Read In the Beginning Page 31


  In the night the radiator seemed strangely loud and the cold sharper than usual. Alex no longer came to my bed. I missed him. I lay awake and waited for sleep. It came reluctantly and crept into my bed, then slipped away with the first rush of steam into the cold radiator. I lay awake and smelled the bread baking in the ovens.

  I was ill with pain and fever the day Mr. Bader returned from Europe. A few days later when he came to the house I was still in bed. I heard his polite, courtly voice in the doorway and in the kitchen and then in the living room. After a while he stood near my bed, peering down at me inside the circle of light cast by the dresser lamp.

  “Well, hello,” he said, faintly smiling. “You have had quite a time this winter, I hear.”

  I stirred and gazed up at him from my pillow and said nothing.

  “Yes,” he murmured. “I understand.” He looked older, thinner. He put a finger on the knot of his tie and smiled. “How do you feel, David? I heard of your injury. I am deeply sorry. But Dr. Weidman tells me you are fine, that there was no harm done to your voice. Once I hurt my knee and I felt the pain there long after the injury was gone. I understand how you feel.”

  I lay very still and saw his craggy face and brown hair and thick eyebrows and gentle smile. His face, always tanned in the past, was now very pale. Had he seen the fires? Had he lost his tan in the glow of German torches? He seemed quieter now than in the past, less self-assured. He touched a finger to his tie again and coughed quietly.

  “My nephew tells me he’s been watching over you. That’s fine. Look at that stack of newspapers. Are they yours? You’ve read them all? How old are you now, almost ten? Well.” He smiled. “Well. I don’t know whether to talk to you as if you were ten or twenty. But the difficulty with the voice will be gone soon, won’t it? Otherwise how will I teach you for your bar mitzvah? How will you learn grammar?” He paused, then coughed again lightly. “A cold. A German cold. I cannot get rid of it. We all had a difficult time this winter, David. But I am certain the difficulty with your voice will be over very soon. Good night, David. Be well. Have a good Pesach.”

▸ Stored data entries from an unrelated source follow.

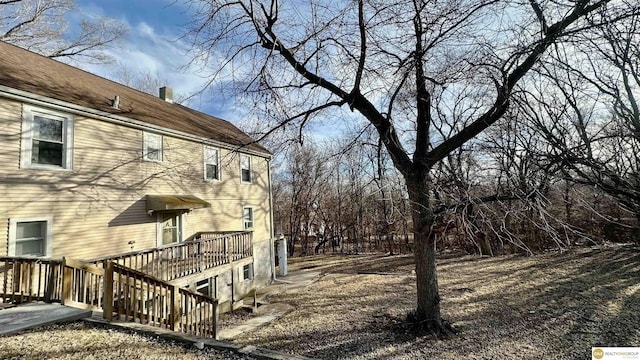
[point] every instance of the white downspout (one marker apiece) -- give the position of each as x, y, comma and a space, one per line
271, 233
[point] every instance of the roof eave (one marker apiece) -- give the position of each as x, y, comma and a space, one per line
56, 104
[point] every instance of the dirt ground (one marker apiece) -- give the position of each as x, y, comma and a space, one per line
553, 305
547, 306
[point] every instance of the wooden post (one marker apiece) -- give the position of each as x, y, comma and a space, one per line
50, 281
67, 274
215, 320
227, 250
175, 308
107, 306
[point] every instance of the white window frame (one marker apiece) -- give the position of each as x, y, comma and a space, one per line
250, 271
245, 222
248, 157
146, 138
207, 162
159, 229
48, 246
28, 114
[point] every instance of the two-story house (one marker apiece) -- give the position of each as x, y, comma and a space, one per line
91, 169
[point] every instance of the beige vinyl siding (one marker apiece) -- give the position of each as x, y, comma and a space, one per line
99, 206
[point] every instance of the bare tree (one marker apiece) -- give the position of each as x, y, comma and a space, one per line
42, 26
388, 60
589, 114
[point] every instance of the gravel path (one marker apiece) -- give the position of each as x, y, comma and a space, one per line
81, 341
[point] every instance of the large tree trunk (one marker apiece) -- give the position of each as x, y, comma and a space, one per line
428, 299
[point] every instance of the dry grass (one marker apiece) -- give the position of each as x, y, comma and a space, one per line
549, 306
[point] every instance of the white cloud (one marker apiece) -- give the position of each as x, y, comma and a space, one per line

  He went quietly from the room.

  But I did not want to use my voice. There was tranquillity in silence. To speak would be to call back to life the troublesome web of scratchy relationships I avoided by moving quietly through the world. Also, I would cough and bleed if I talked, even though the choking feeling seemed almost entirely gone from my throat now. I saw myself coughing and bleeding. I saw the blood spraying the snow. I shuddered and was silent.

  I remained silent even through Passover. Seated around the open extension table in our living room during the first Seder were my parents, my aunt and uncle, Saul, my brother, and I. When my father asked me to recite the Four Questions, I shrank back in my chair.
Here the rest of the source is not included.